National security letters are secret government demands directing companies to turn over data on private citizens without a warrant.
The Justice Department refuses to turn over records on the FBI’s compliance with requirements that it periodically review and lift national security letter gag orders, the Electronic Frontier Foundation claims in a new lawsuit.
National security letters are secret government demands directing companies to turn over data on private citizens without a warrant. The letters usually come with gag orders that prevent phone companies, internet service providers, and other firms from warning the targets of investigations. The gag orders also forbid the organizations from releasing transparency reports about the exact number of letters they receive.
The government has issued nearly 500,000 such letters since the USA Patriot Act authorized their use in 2001, and it continues to issue more than 12,000 each year, according to a 2014 report by the Office of the Inspector General.
After U.S. District Judge Susan Illston found imposing indefinite gag orders unconstitutional in a 2013 ruling, Congress enacted reforms to the program in 2015.
Under FBI procedures adopted in line with the USA Freedom Act of 2015, the bureau must review the need to keep gag orders in place when each letter is issued, three years after each issuance, and when an investigation is closed. The bureau’s record-keeping system is also designed to generate reminders to review the gag orders, according to the FBI procedures.
According to Wednesday’s lawsuit, digital civil rights group the Electronic Frontier Foundation filed a Freedom of Information Act request in September seeking data on the number of gag orders reviewed under the new rules, the number of reminders generated and the number of termination notices sent to recipients. It also asked how long it takes for a review to begin after a reminder is generated.
Even though companies like Twitter and Google released redacted versions of letters after gag orders were lifted over the last year, the foundation says the FBI told it in March that it was unable to find any records responsive to its request.

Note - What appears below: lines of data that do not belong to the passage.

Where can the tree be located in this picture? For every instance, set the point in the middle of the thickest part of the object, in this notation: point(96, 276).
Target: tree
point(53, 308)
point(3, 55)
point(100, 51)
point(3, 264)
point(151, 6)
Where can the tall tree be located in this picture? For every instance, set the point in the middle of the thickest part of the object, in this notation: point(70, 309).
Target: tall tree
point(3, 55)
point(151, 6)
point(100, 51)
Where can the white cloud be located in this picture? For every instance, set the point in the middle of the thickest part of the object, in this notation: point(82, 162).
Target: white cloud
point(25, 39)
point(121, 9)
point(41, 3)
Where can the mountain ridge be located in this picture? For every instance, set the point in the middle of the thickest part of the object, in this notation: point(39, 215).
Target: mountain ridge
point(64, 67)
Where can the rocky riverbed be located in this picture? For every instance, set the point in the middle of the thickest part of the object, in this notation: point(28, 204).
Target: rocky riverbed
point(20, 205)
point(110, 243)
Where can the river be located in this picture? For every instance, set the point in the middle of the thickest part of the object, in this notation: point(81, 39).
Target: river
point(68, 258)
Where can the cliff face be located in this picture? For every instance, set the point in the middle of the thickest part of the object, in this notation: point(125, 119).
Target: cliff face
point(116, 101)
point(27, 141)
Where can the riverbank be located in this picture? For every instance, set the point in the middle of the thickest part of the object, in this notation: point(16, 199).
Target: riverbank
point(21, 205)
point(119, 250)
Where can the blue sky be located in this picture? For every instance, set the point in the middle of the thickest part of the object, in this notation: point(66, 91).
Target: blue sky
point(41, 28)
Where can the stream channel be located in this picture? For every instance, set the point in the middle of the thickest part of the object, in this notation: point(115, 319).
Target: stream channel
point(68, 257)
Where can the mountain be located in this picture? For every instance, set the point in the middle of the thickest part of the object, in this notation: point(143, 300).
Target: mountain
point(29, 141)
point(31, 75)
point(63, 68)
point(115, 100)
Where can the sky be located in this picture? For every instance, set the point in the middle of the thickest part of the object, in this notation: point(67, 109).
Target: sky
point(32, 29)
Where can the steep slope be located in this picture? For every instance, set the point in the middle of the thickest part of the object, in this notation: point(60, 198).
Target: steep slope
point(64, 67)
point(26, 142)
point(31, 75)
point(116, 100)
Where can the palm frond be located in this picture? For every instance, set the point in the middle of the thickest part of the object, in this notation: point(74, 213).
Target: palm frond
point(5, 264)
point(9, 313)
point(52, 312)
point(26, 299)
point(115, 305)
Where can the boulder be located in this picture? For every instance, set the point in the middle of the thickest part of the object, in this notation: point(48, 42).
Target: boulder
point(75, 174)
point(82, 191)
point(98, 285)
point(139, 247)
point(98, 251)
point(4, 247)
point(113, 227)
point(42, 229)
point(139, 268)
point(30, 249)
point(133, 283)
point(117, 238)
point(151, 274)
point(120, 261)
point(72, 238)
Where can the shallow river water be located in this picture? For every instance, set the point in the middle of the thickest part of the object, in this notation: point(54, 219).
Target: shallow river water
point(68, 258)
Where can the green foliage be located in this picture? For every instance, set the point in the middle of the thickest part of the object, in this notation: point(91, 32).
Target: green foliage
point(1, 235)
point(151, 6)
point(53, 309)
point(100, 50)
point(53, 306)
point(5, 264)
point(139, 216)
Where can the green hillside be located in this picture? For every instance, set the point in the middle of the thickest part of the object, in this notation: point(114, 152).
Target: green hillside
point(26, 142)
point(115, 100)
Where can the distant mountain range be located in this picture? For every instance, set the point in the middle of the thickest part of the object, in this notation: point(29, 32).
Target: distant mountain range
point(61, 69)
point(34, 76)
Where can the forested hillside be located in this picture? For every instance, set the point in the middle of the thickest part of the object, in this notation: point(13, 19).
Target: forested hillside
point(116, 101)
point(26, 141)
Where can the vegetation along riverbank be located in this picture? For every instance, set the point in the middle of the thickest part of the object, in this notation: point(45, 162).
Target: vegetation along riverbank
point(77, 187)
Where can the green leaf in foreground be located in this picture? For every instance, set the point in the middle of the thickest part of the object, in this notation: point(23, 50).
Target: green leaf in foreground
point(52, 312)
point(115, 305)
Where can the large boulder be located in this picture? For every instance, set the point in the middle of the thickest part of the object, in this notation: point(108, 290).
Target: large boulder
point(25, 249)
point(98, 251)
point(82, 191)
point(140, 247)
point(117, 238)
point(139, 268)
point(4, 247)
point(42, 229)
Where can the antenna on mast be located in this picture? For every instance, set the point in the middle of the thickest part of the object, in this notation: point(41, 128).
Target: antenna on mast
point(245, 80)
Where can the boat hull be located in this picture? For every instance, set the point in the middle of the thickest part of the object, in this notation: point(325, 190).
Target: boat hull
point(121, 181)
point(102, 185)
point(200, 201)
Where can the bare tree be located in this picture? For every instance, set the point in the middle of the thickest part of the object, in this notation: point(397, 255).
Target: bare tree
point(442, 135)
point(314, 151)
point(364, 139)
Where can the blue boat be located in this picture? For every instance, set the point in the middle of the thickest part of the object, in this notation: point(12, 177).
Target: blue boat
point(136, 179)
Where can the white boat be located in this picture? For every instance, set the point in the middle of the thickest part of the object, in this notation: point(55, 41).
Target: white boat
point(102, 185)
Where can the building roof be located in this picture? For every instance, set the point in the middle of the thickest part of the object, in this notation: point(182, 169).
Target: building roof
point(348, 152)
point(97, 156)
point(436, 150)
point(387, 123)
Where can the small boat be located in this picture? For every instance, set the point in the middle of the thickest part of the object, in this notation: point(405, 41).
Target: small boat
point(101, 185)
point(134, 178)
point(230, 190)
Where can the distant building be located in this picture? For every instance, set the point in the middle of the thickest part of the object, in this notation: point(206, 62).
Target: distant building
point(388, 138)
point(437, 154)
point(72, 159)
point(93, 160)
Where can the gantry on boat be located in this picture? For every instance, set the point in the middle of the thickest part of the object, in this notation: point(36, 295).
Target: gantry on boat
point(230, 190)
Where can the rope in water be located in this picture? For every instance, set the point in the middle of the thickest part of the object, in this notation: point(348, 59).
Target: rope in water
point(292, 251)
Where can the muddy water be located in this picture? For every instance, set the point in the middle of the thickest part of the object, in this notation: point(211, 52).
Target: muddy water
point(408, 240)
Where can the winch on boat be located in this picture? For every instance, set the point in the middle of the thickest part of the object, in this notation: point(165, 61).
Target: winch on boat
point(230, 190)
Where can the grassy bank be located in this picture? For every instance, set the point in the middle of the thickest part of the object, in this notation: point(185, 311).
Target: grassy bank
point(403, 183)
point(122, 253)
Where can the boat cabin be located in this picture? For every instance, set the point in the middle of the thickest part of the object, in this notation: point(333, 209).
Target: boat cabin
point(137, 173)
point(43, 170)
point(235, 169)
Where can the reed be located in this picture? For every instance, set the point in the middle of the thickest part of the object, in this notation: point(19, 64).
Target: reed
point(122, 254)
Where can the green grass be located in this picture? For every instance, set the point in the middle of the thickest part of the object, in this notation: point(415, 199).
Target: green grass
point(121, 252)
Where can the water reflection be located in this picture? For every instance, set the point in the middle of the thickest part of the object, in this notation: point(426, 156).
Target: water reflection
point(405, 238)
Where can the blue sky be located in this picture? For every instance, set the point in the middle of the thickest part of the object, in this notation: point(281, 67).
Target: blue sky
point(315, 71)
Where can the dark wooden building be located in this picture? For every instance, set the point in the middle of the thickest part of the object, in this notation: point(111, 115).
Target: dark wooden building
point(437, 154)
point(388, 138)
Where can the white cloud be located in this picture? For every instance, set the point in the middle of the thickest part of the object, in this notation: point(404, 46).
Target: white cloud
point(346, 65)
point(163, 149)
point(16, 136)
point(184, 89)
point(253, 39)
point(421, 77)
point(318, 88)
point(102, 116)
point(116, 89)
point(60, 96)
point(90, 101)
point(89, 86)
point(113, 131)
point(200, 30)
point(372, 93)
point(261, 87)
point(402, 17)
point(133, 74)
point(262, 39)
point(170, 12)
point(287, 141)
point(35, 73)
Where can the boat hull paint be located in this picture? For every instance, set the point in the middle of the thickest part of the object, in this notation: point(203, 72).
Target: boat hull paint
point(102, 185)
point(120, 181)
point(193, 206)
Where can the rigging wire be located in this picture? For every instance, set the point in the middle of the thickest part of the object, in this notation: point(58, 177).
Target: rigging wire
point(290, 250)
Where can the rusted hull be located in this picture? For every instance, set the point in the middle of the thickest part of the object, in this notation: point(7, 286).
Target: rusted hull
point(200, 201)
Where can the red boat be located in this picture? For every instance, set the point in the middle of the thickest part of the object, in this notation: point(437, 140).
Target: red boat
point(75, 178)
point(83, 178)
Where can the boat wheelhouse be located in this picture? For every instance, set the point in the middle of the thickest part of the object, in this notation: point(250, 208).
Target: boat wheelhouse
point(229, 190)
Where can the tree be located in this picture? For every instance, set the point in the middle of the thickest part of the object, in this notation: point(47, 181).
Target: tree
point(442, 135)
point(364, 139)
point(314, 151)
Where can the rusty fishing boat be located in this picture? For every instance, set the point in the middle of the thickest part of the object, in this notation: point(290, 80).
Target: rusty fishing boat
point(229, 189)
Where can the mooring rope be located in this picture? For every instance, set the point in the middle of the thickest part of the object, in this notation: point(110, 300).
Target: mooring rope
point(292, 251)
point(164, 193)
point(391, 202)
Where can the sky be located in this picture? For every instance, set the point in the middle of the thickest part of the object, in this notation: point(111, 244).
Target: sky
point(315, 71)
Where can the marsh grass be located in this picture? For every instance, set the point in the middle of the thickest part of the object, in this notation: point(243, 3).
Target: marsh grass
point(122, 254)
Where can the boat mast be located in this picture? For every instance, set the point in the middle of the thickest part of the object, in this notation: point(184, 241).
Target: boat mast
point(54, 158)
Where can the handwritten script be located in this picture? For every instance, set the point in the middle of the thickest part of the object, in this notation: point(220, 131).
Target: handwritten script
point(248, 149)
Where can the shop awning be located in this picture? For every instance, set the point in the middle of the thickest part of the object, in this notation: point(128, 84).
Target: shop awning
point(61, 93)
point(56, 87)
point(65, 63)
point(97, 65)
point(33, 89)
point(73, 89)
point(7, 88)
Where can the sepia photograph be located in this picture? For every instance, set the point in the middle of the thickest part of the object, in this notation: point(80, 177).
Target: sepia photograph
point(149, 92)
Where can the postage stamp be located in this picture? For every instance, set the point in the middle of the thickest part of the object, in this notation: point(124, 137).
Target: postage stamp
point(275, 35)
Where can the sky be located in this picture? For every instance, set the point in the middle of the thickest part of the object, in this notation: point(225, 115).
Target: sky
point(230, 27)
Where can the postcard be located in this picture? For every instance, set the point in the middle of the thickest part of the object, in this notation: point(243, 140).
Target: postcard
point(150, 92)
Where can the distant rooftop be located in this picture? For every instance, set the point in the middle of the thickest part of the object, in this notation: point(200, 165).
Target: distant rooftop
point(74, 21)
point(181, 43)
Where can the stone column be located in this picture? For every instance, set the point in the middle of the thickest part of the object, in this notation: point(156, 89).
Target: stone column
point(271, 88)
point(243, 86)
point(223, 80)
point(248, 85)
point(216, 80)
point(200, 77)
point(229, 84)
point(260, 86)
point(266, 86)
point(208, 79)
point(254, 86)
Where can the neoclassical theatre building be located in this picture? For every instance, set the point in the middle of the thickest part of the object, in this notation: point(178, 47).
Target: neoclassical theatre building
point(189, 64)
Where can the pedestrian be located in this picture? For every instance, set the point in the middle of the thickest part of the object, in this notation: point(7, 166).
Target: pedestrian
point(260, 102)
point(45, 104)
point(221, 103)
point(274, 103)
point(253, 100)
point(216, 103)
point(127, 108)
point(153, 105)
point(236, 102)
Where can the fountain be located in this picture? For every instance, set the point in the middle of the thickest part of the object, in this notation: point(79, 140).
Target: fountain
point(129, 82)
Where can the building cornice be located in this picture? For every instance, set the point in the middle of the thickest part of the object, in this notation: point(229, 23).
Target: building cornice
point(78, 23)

“We would have expected the FBI to respond to our FOIA request with records about the gag orders that we know have been lifted,” Aaron Mackey, a lawyer for the foundation, said in a statement. “The FBI’s response that it has no such records raises serious questions about whether the bureau is following Congress’ command to review NSL gag orders.”
Mackey also called the gag orders on national security letter recipients “a draconian and overzealous use of surveillance tools” that hinders public debate about government spying programs.
The lawsuit, filed in San Francisco federal court, seeks an injunction ordering the FBI to turn over the requested records.
“The public has an interest in knowing whether these procedures are being followed, and our FOIA request seeks to shed light on if the FBI is doing so,” Andrew Crocker, a staff attorney representing the foundation in its FOIA lawsuit, said in a statement.
Reforms enacted in 2015 allow companies to disclose a range of how many national security letters they receive, such as 0-499, but companies may not disclose the exact number of letters received or details on the type of information sought by the FBI.
In March, Crocker urged a panel of Ninth Circuit judges to overturn Illston’s 2015 ruling finding the use of national security letters and gag orders constitutional after Congress reformed the program. That appeal is still pending.
The Department of Justice did not immediately respond to an email seeking comment on Wednesday.